MIAMI (CBSMiami) – The coronavirus crisis is taking the resources of those helping South Florida's homeless population. On top of that, social distancing is adding another layer of complexity.

"Our donations have taken a hit. The community has taken a hit, but we are still here serving the people," said Antonio Villasoso, who runs the Miami Rescue Mission.

The Miami Rescue Mission is one of several South Florida homeless shelters forced to adapt to the COVID-19 pandemic.

When it comes to feeding and housing the homeless, the rules of engagement have changed.

"We're doing lunch differently, handling intake differently," said Villasoso. "As you notice, inside to practice social distancing… all of our chairs now are separated six feet apart. "

For the past five weeks, the Homeless Trust has been on South Florida streets making sure those with no place to live know what they must do to stay safe.

"You stay safe vigorously washing your hands… and you stay safe by doing this every hour," said Homeless Trust Chairman Ron Book.

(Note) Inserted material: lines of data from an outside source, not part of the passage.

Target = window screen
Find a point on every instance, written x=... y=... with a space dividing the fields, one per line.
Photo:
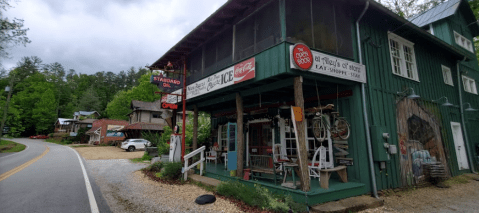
x=244 y=44
x=268 y=28
x=298 y=22
x=195 y=60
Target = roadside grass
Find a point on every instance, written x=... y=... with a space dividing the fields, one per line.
x=10 y=146
x=145 y=157
x=61 y=142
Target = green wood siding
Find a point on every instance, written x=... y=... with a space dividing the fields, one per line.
x=383 y=86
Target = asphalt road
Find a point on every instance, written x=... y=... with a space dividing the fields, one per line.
x=53 y=183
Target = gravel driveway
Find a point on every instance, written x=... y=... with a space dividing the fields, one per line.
x=127 y=190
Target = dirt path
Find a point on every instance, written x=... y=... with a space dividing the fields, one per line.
x=107 y=152
x=460 y=197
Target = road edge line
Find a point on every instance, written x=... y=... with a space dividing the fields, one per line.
x=17 y=152
x=91 y=196
x=23 y=166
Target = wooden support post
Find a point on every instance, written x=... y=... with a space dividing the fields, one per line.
x=173 y=118
x=301 y=143
x=239 y=122
x=195 y=127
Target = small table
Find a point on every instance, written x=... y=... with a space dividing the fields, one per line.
x=290 y=166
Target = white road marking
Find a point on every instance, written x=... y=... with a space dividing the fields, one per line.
x=17 y=152
x=91 y=197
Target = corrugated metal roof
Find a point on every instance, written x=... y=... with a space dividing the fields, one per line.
x=439 y=12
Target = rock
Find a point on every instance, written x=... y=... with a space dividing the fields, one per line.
x=155 y=159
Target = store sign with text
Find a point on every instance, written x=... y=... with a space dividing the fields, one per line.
x=305 y=59
x=232 y=75
x=164 y=83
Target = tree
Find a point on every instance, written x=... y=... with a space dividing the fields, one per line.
x=409 y=8
x=89 y=101
x=119 y=107
x=12 y=32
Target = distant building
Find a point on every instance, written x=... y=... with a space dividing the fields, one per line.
x=106 y=130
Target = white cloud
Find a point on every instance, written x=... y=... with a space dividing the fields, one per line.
x=108 y=35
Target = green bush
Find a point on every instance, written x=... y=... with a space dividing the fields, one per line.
x=156 y=167
x=146 y=157
x=260 y=197
x=172 y=170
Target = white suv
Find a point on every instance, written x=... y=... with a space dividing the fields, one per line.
x=131 y=144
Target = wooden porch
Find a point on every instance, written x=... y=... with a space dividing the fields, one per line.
x=337 y=189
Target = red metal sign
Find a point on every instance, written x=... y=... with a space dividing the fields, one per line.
x=165 y=105
x=244 y=70
x=164 y=82
x=302 y=57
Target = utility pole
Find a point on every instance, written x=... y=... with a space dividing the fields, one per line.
x=9 y=89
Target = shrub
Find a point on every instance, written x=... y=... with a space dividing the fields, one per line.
x=260 y=197
x=156 y=167
x=171 y=170
x=146 y=157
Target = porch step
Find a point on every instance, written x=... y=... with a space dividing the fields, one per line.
x=352 y=204
x=205 y=180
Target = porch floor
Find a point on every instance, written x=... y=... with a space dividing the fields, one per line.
x=337 y=189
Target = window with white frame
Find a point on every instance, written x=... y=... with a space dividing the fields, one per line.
x=463 y=42
x=403 y=59
x=446 y=73
x=469 y=85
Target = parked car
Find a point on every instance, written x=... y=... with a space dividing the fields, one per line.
x=38 y=137
x=131 y=145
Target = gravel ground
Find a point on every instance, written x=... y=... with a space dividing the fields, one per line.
x=127 y=190
x=460 y=197
x=107 y=152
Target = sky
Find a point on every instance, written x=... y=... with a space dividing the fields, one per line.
x=104 y=35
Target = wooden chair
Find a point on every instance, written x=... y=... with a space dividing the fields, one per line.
x=319 y=158
x=279 y=156
x=211 y=156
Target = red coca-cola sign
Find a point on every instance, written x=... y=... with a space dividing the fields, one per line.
x=244 y=71
x=302 y=57
x=165 y=105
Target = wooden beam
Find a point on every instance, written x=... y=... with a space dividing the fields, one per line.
x=301 y=143
x=195 y=127
x=239 y=122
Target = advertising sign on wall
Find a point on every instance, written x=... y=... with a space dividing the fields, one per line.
x=112 y=131
x=232 y=75
x=304 y=59
x=164 y=83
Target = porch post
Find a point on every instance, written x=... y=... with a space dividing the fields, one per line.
x=173 y=118
x=195 y=127
x=302 y=152
x=239 y=121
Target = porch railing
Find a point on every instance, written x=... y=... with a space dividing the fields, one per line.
x=188 y=156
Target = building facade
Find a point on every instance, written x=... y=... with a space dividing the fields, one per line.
x=251 y=60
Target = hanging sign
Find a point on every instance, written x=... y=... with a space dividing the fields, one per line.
x=232 y=75
x=164 y=83
x=304 y=59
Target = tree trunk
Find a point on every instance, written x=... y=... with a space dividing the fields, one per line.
x=301 y=143
x=239 y=121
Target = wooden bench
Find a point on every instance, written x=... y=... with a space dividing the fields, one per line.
x=326 y=173
x=260 y=164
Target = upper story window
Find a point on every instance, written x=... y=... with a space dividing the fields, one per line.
x=258 y=32
x=322 y=24
x=469 y=85
x=463 y=42
x=446 y=73
x=403 y=59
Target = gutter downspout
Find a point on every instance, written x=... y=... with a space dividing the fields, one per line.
x=365 y=113
x=461 y=107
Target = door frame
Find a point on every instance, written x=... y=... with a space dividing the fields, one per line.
x=460 y=140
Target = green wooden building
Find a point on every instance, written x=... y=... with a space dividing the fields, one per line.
x=383 y=73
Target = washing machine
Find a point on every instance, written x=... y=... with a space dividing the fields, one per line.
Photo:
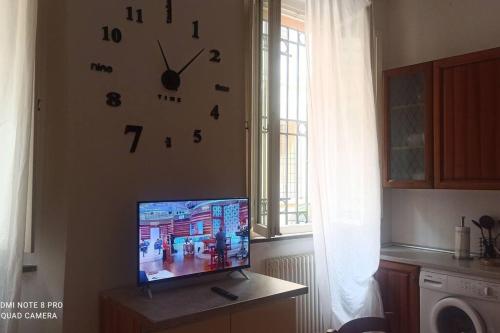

Book said all of the Homeless Trust's shelters swiftly developed a COVID-19 action plan – from passing out hand sanitizers on the street to weeding out individuals who have tested positive.

So far, there's only been a handful of positive cases.

"What worries me most is that we get hit with an outbreak inside one of our shelters and we are not able to catch it in time to mitigate the spread," Book said.

The Homeless Trust has emergency plans to put some homeless people in unused hotel rooms – even going so far as to arrange transportation to get them there.

When asked if such an elaborate plan was sustainable long term, Book flinched.

"While you may believe that may not be practical, our approach is that we do not have a choice," he said.  "For us to meet this crisis, our plan must be sustainable."

More than 2,500 people use South Florida homeless shelters every day, with Book estimating at least a thousand more living on the street.

While the nation hopes this pandemic is a one-shot deal, Book said his team wants to be prepared in case there's an encore.

"There are doctors who deal with infectious diseases who will tell you that this could be back in the fall," he said. "We have to be prepared in case that happens."